In order to satisfy this scenario, NR discloses a wireless communication system to which a new waveform and frame structure technology, a low latency technology, a mmWave support technology, and a forward compatible provision technology are applied. In particular, in the NR system, various technological changes are proposed in terms of flexibility to provide forward compatibility. The main technical features of the NR will be described below with reference to the drawings.

1 is a diagram schematically showing a structure of an NR system to which this embodiment can be applied.

1, the NR system is divided into 5GC (5G Core Network) and NR-RAN parts, and NG-RAN controls user plane (SDAP/PDCP/RLC/MAC/PHY) and UE (User Equipment). It is composed of gNB and ng-eNB that provide plane (RRC) protocol termination. The gNB or gNB and ng-eNB are interconnected through an Xn interface. The gNB and ng-eNB are each connected to 5GC through the NG interface. The 5GC may include an Access and Mobility Management Function (AMF) in charge of a control plane such as a terminal access and mobility control function, and a User Plane Function (UPF) in charge of a control function for user data. NR includes support for both frequency bands below 6GHz (FR1, Frequency Range 1) and frequencies above 6GHz (FR2, Frequency Range 2).

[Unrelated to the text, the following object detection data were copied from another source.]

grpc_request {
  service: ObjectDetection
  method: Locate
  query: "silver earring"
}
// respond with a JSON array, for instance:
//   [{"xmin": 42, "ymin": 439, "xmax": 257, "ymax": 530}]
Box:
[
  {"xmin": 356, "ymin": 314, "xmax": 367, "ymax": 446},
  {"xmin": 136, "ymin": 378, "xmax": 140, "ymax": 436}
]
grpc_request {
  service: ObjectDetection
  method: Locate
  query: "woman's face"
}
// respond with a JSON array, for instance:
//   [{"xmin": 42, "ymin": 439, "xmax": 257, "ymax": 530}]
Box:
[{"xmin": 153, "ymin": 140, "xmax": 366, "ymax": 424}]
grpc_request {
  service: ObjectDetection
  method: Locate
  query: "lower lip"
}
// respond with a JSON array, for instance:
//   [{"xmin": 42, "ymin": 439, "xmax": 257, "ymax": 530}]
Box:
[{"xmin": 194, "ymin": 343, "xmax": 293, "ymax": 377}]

gNB means a base station that provides NR user plane and control plane protocol termination to a terminal, and ng-eNB means a base station that provides E-UTRA user plane and control plane protocol termination to a terminal. The base station described in the present specification should be understood in a sense encompassing gNB and ng-eNB, and may be used as a means to distinguish between gNB or ng-eNB as necessary.

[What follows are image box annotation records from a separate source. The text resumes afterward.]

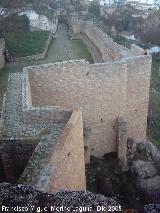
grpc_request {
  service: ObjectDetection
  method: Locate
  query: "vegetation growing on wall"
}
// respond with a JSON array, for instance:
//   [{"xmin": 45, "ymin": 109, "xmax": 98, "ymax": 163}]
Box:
[
  {"xmin": 148, "ymin": 54, "xmax": 160, "ymax": 149},
  {"xmin": 5, "ymin": 31, "xmax": 49, "ymax": 57}
]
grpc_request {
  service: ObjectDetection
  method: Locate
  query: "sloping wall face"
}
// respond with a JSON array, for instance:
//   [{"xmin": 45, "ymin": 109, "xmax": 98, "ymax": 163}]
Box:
[
  {"xmin": 48, "ymin": 111, "xmax": 86, "ymax": 192},
  {"xmin": 126, "ymin": 56, "xmax": 152, "ymax": 141},
  {"xmin": 0, "ymin": 39, "xmax": 5, "ymax": 69},
  {"xmin": 29, "ymin": 63, "xmax": 127, "ymax": 156},
  {"xmin": 69, "ymin": 19, "xmax": 129, "ymax": 62}
]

In NR, a CP-OFDM waveform using a cyclic prefix is used for downlink transmission, and CP-OFDM or DFT-s-OFDM is used for uplink transmission. OFDM technology is easy to combine with MIMO (Multiple Input Multiple Output), and has the advantage of being able to use a low complexity receiver with high frequency efficiency.

On the other hand, in NR, since the requirements for data rate, delay rate, and coverage are different for each of the three scenarios described above, it is necessary to efficiently satisfy the requirements for each scenario through a frequency band constituting an arbitrary NR system. . To this end, a technique for efficiently multiplexing a plurality of different numerology-based radio resources has been proposed.

Specifically, the NR transmission neuron is determined based on sub-carrier spacing and CP (cyclic prefix), and the value of μ is used as an exponential value of 2 based on 15khz as shown in Table 1 below. Is changed to.

μμ	서브캐리어 간격Subcarrier spacing	Cyclic prefixCyclic prefix	Supported for dataSupported for data	Supported for synchSupported for synch
00	1515	NormalNormal	YesYes	YesYes
1One	3030	NormalNormal	YesYes	YesYes
22	6060	Normal, ExtendedNormal, Extended	YesYes	NoNo
33	120120	Normal Normal	YesYes		YesYes
44	240240	NormalNormal	NoNo	YesYes

As shown in Table 1 above, the NR neuron can be classified into 5 types according to the subcarrier interval. This is different from the fixed subcarrier spacing of 15khz of LTE, one of the 4G communication technologies. Specifically, subcarrier intervals used for data transmission in NR are 15, 30, 60, and 120khz, and subcarrier intervals used for synchronization signal transmission are 15, 30, 12, and 240khz. In addition, the extended CP is applied only to the 60khz subcarrier interval. On the other hand, a frame structure in NR is defined as a frame having a length of 10 ms consisting of 10 subframes having the same length of 1 ms. One frame can be divided into 5 ms half frames, and each half frame includes 5 subframes. In the case of the 15khz subcarrier interval, one subframe consists of 1 slot, and each slot consists of 14 OFDM symbols.

Referring to FIG. 2, in the case of a normal CP, a slot is fixedly composed of 14 OFDM symbols, but the length in the time domain of the slot may vary according to the subcarrier interval. For example, in the case of a newer roller having a 15khz subcarrier interval, a slot is 1ms long and has the same length as the subframe. In contrast, in the case of a newer roller with a 30khz subcarrier spacing, a slot consists of 14 OFDM symbols, but two slots may be included in one subframe with a length of 0.5ms. That is, the subframe and the frame are defined with a fixed time length, and the slot is defined by the number of symbols, and the time length may vary according to the subcarrier interval.

Meanwhile, NR defines a basic unit of scheduling as a slot, and introduces a mini-slot (or sub-slot or non-slot based schedule) in order to reduce the transmission delay of the radio section. If a wide subcarrier spacing is used, the length of one slot is shortened in inverse proportion, so that transmission delay in the radio section can be reduced. The mini-slot (or sub-slot) is for efficient support for the URLLC scenario, and scheduling is possible in units of 2, 4, or 7 symbols.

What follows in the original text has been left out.